Caro amico e compagno,
ti comunico che il mio voto - essendo iscritto ai Ds corrente D'Alema - è sicuro al cento
per cento, salvo contrordine. Voglio pure dare, però, il mio contributo alla Fabbrica del programma, non foss'altro perché in una fabbrica vera ci ho passato la vita. Parto pertanto dalla magistratura.
Io ho capito che Berlusconi vuole spezzare la schiena ai giudici per le cause sue e di qualche suo isolato amico ("cause" in senso giudiziario - roba di finanza e carabinieri - non in senso filosofico-generale). Mica ci vuole il mago. E neanche sono scemo. Sennò - lo sanno tutti - se ne restava a casa sua. Manco lui è scemo. C'è venuto apposta.
Però manco può essere che, per fare dispetto a lui, io i giudici li metto sull'altare, li faccio santi e gli continuo a dare la carta bianca e la benedizione di spaccarmi la schiena a me. Che affare è? Non mi conviene. E mica, per fare dispetto al Duce, Togliatti riallagò le Pontine. Che ragionamenti sono?
A te pare difatti - Berlusconi a parte - che la giustizia in Italia funzioni bene? A me no. I processi durano una vita - specie quelli civili - e se gli capiti sotto da poverocristo, ti devi solo fare il segno della croce. Dice: "Vabbe', ma com'è che loro se ne sono accorti solo dopo tangentopoli? Non ti pare perlomeno strano?". Certo. Però io me ne ero accorto pure prima. Mo' che faccio, me lo scordo?
Qualche anno fa per esempio, dovendo fare delle cure presso un centro di fisioterapia, ogni volta mi toccava più di un'ora di fila: mo' era occupato lo stanzino, mo' non era libero l'apparecchio, mo' era indaffarato il massaggiatore. Ogni volta però, a un certo punto, arrivava tutto impettito un giudice, pure lui con qualche male. Be', come lo vedevano si liberavano tutti, stanzino, apparecchio e massaggiatore: "La sua è una patologia diversa". E lui passava davanti, sto figlio di puttana.

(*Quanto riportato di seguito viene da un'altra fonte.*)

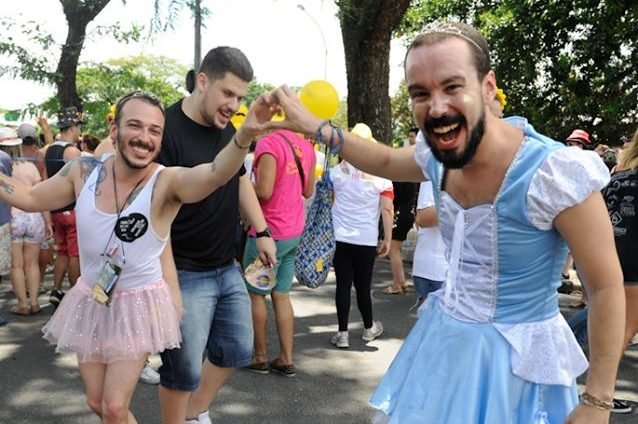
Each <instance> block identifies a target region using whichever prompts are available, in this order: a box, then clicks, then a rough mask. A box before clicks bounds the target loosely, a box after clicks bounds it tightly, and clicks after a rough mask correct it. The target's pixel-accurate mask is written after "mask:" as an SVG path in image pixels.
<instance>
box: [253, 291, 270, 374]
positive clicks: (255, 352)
mask: <svg viewBox="0 0 638 424" xmlns="http://www.w3.org/2000/svg"><path fill="white" fill-rule="evenodd" d="M249 294H250V305H251V308H252V312H253V331H254V333H255V342H254V343H255V353H254V360H253V362H256V363H259V362H266V361H268V346H267V333H266V328H267V325H268V309H267V308H266V297H265V296H264V295H262V294H258V293H253V292H249ZM273 300H274V296H273Z"/></svg>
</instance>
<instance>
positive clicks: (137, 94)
mask: <svg viewBox="0 0 638 424" xmlns="http://www.w3.org/2000/svg"><path fill="white" fill-rule="evenodd" d="M133 99H137V100H141V101H143V102H146V103H148V104H150V105H153V106H155V107H157V108H158V109H159V110H160V111H161V112H162V116H163V117H166V113H165V112H164V106H162V101H161V100H160V99H158V98H157V96H155V94H153V93H149V92H147V91H133V92H132V93H128V94H125V95H124V96H122V97H120V99H119V100H118V101H117V104H116V105H115V119H114V120H115V125H117V126H119V125H120V120H121V119H122V108H123V107H124V105H125V104H127V103H128V102H129V101H131V100H133Z"/></svg>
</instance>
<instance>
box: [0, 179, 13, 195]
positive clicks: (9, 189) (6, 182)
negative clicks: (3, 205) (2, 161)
mask: <svg viewBox="0 0 638 424" xmlns="http://www.w3.org/2000/svg"><path fill="white" fill-rule="evenodd" d="M0 187H2V189H3V190H4V192H5V193H7V194H13V192H14V191H15V186H14V185H13V184H10V183H9V182H8V181H5V180H4V179H2V180H0Z"/></svg>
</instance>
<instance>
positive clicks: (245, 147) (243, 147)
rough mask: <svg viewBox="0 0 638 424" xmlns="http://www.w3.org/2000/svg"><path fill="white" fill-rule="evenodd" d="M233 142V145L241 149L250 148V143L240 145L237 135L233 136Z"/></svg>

Dice: "E tu per questo vuoi spaccare la schiena all'intera categoria?". No, che c'entra. C'è pure un sacco di brava gente che nemmeno sa cosa sia la boria. Ma neanche è possibile che io mi debba far giudicare da chi è pappa e ciccia con chi m'indaga e m'accusa. E' come se in fabbrica - quella vera - venissi a sapere che i sindacalisti vanno a pranzo con il padrone. Moggi con Collina. O Epifani a puttane con Elkann. Dice: "Ma perché, ti credi che non lo fanno?". Ho capito, ma non me lo devi far sapere.
E i passaggi tra politica e magistratura? Fai il giudice? Fa' il giudice. No: "Mo' vado in parlamento e poi ritorno in tribunale". E chi mi garantisce, a me, la tua obiettività? E' come se in fabbrica - sempre quella vera - il capo del personale dicesse: "Mo' per questo mese faccio il sindacalista, poi il mese prossimo ritorno capo del personale". Tu dici che è così dappertutto? Sarà. E poi la lentezza, gli arretrati. Roba da chiodi. Si lavorasse in fabbrica come lavorano loro, Montezemolo da mo' s'era tagliato le vene davanti a tutta Confindustria.
Dice: "Ma tu così fai il gioco della destra". No compa', io faccio il gioco della verità e della Giustizia, almeno per come le vedo. Il mio voto è garantito, ma nessuno mi può chiedere - con la scusa di Previti e Berlusconi - di scordare che Pecorelli si è suicidato, mafia e politica non si sono mai incontrate, la bomba a piazza Fontana c'è andata da sola, Pinelli s'è sentito male, l'Italicus sono stati gli Ufo e la stazione di Bologna quelle due teste d'abbacchio. Non dico quindi, come lui, che bisogna spaccargli la schiena. Assolutamente no. Ma qualche bastonata ai fianchi sì.